The court judgment called for a direct settlement on the list of demands presented by ACDAC in December 2013.

ACDAC President Captain Jaime Hernandez said of the decision, “Our willingness for dialogue and negotiation remains, and we are confident that the company will comply with the ruling and call us to begin the negotiation process, from which we expect favorable results for both parties.”

The court order was handed down after the pilot’s union filed a complaint, accusing Avianca officials of refusing to hold discussions in regards to demands that were made.

Original Negotiations

The original list of demands was presented by ACDAC in December, following negotiations in late September and early October.

During those negotiations, the airline reached an agreement with Fliers Organization of Aviana (ODEAA), a pilot’s union that represented 57% of the 982 pilots involved.
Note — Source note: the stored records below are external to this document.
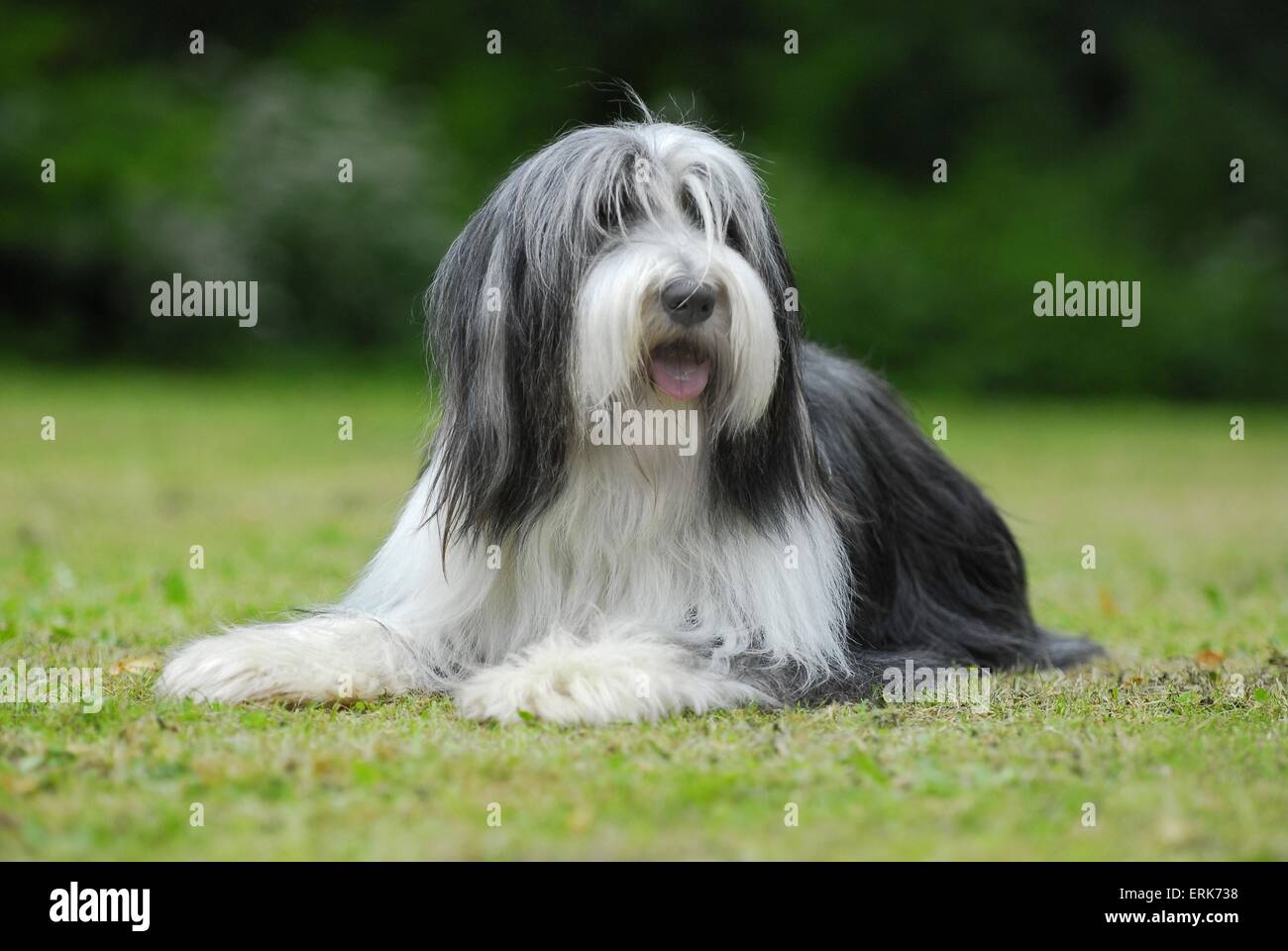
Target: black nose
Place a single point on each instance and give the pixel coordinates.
(688, 302)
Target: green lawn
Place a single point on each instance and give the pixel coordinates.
(1179, 741)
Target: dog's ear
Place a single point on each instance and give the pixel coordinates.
(498, 337)
(771, 471)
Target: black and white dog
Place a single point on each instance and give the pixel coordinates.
(812, 539)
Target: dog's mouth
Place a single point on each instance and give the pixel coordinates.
(681, 370)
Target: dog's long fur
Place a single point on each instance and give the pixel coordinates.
(815, 538)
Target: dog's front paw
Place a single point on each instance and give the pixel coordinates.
(295, 661)
(613, 681)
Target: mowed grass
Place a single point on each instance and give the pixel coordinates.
(1177, 741)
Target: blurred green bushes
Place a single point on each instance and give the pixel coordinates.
(1113, 166)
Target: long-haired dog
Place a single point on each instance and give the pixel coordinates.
(811, 539)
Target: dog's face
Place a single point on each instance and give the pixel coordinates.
(675, 308)
(634, 264)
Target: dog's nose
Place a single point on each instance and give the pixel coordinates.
(688, 302)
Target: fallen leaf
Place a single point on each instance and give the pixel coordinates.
(133, 665)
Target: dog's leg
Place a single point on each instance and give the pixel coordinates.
(373, 645)
(327, 656)
(619, 676)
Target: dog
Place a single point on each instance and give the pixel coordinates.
(810, 540)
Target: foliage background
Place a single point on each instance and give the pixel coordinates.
(1108, 166)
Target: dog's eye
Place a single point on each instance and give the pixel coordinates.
(690, 205)
(733, 236)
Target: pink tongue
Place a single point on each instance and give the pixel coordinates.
(678, 372)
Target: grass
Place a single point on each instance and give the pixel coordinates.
(95, 530)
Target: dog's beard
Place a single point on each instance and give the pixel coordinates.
(629, 351)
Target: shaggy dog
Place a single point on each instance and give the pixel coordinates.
(806, 539)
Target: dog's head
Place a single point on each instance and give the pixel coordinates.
(635, 264)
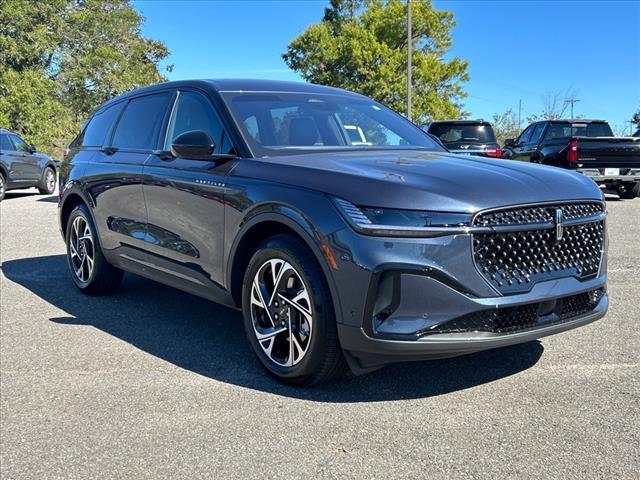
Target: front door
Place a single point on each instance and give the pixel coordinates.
(185, 203)
(115, 180)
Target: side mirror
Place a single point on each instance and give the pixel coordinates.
(193, 145)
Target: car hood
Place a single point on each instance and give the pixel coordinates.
(421, 180)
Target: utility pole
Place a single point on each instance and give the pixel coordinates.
(631, 124)
(519, 112)
(409, 46)
(571, 101)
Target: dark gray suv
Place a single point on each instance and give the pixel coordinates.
(21, 166)
(340, 252)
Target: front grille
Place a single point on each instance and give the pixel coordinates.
(512, 261)
(523, 317)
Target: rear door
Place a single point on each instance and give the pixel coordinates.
(185, 202)
(115, 178)
(12, 161)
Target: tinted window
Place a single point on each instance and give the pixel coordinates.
(526, 135)
(537, 133)
(141, 121)
(194, 112)
(290, 123)
(463, 132)
(5, 143)
(19, 144)
(99, 126)
(566, 130)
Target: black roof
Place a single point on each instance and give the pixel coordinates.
(239, 85)
(460, 122)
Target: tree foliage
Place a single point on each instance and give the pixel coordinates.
(361, 45)
(505, 125)
(60, 59)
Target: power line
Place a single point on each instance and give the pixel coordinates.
(409, 46)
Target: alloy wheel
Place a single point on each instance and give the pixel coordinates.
(281, 312)
(50, 180)
(81, 249)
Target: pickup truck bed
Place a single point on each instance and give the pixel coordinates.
(613, 162)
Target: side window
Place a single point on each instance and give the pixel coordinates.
(20, 144)
(537, 133)
(95, 134)
(5, 143)
(194, 112)
(526, 135)
(141, 121)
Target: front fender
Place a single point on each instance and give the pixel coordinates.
(303, 225)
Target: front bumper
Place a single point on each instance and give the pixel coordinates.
(433, 282)
(598, 176)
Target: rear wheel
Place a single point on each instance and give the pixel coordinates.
(48, 183)
(89, 269)
(628, 190)
(288, 314)
(2, 187)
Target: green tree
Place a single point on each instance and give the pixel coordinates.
(362, 46)
(505, 125)
(60, 59)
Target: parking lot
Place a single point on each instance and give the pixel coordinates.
(152, 383)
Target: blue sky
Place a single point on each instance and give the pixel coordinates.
(517, 50)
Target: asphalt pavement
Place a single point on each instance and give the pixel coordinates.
(155, 383)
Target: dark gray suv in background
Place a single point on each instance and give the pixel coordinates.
(21, 166)
(339, 252)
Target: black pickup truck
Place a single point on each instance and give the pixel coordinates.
(587, 146)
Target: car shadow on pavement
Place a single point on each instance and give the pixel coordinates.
(208, 339)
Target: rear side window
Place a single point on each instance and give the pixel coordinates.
(194, 112)
(95, 134)
(141, 121)
(5, 143)
(463, 132)
(537, 133)
(20, 144)
(526, 135)
(566, 130)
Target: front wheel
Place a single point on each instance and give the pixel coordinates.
(628, 190)
(289, 317)
(90, 271)
(48, 183)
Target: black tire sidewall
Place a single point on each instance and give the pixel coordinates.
(43, 183)
(82, 211)
(321, 307)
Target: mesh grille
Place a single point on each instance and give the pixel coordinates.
(513, 261)
(523, 317)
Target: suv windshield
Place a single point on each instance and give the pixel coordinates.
(566, 130)
(277, 123)
(463, 132)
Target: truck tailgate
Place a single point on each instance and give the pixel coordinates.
(607, 152)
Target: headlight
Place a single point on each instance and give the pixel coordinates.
(402, 223)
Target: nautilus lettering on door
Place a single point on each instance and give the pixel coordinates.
(209, 182)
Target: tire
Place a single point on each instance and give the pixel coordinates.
(3, 186)
(308, 314)
(96, 276)
(628, 190)
(48, 182)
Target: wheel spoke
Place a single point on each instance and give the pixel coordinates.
(297, 306)
(259, 300)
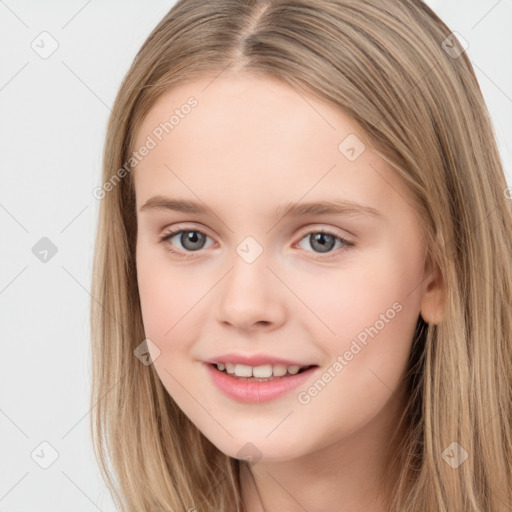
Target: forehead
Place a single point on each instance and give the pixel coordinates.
(251, 138)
Union officials accepted an 11% pay raise, dependent on productivity improvements.

The airline was unable to reach an agreement with ACDAC, however, which represents the remaining 43% of Avianca’s pilots.

During the industrial action, Avianca reduced their flights by 3.5% per day, affecting some of their 331 daily domestic flights, including such high-traffic routes as those between Bogota, Medellin, Cali and Barranquilla.

 Demands

ACDAC’s current list of demands include requests for aviation safety improvements in regards to working hours, wage stability, union rights and maternity rights and benefits.

A statement about the court’s decision can be seen on the union’s website and reads, “The Colombian justice system has protect our rights to freedom of association and collective bargaining.”

Despite the ruling, Avianca has a right to challenge the court’s decision. The company was not available for comment at the time this article was published.